Brittany Howard ist Sängerin und Gitarristin der Alabama Shakes. Nur zwei Alben hat die Band veröffentlicht, aber sie hat schon vier Grammys gewonnen und auch im Weißen Haus vor Barack Obama gespielt.
Jetzt bringt Brittany Howard mit "Jaime" ihr erstes Album unter eigenem Namen heraus. Für ihr erstes Soloalbum habe sie genau die Musik aufnehmen wollen, die sie in ihrem Kopf hörte, sagt Brittany Howard.
Und die klingt anders als der Soul-Rock, den sie bisher mit den Alabama Shakes präsentiert hat: kühner, fantasievoller, mehrdimensionaler.

In den Fußspuren der ganz Großen

Brittany Howard überrascht auf "Jaime" mit psychedelischem Synth-Funk, klassischen Soul-Balladen, Hip-Hop-Loops, Gospel und Anlehnungen an den Afrofuturismus der 1970er Jahre. Das alles in einem rauen, ungeschliffenen Klangdesign. Da drängen sich Vergleiche mit ganz Großen auf, mit Curtis Mayfield etwa, oder mit Erykah Badu, vor allem aber mit Prince.
"Prince ist sicher eine Inspiration für mich gewesen. Denn meine musikalische Bildung beruht auf allem, was ich in meinem Leben gehört habe", bekennt Howard. "All diese Musik hat mich beeinflusst.
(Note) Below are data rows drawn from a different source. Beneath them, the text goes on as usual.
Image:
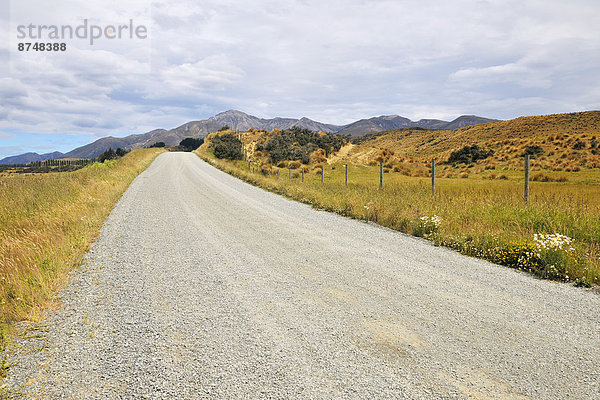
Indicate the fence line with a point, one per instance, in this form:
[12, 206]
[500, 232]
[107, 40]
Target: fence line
[433, 171]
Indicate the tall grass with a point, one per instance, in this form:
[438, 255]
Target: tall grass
[479, 217]
[47, 222]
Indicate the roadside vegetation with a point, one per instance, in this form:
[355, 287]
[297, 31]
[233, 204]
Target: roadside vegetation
[47, 222]
[478, 208]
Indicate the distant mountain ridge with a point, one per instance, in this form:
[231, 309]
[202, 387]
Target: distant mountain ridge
[30, 157]
[240, 121]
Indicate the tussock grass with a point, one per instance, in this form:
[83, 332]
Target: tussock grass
[479, 217]
[47, 222]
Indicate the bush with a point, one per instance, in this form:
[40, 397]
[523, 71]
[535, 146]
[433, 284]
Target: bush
[469, 154]
[227, 146]
[191, 144]
[298, 144]
[533, 151]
Dass manches auf dem Album vielleicht nach Prince klingt, ist einfach so geschehen."
Brittany Howard stammt aus Athens, Alabama, einer Kleinstadt im Süden der USA. Sie ist die Tochter einer weißen Mutter und eines schwarzen Vaters. In den Songs auf "Jaime" spricht sie so offen und unverblümt wie nie zuvor über ihre persönliche Geschichte und berührt dabei große Themen wie Rassismus, Sexualität, Politik und Religion.
"Das sind Themen, die uns als menschlichen Wesen auf dieser Erde am Herzen liegen. Ich spreche von Erfahrungen aus meinem Leben, über die ich etwas zu sagen habe. Ich versuche nicht, mich als politische Person aufzuspielen. Aber es ist wohl unmöglich, nicht politisch zu sein, wenn man in der Gesellschaft zu einer Art Minderheit gehört. Ich habe ganz allgemein viel zu sagen, aber über Politik will ich eigentlich nicht reden."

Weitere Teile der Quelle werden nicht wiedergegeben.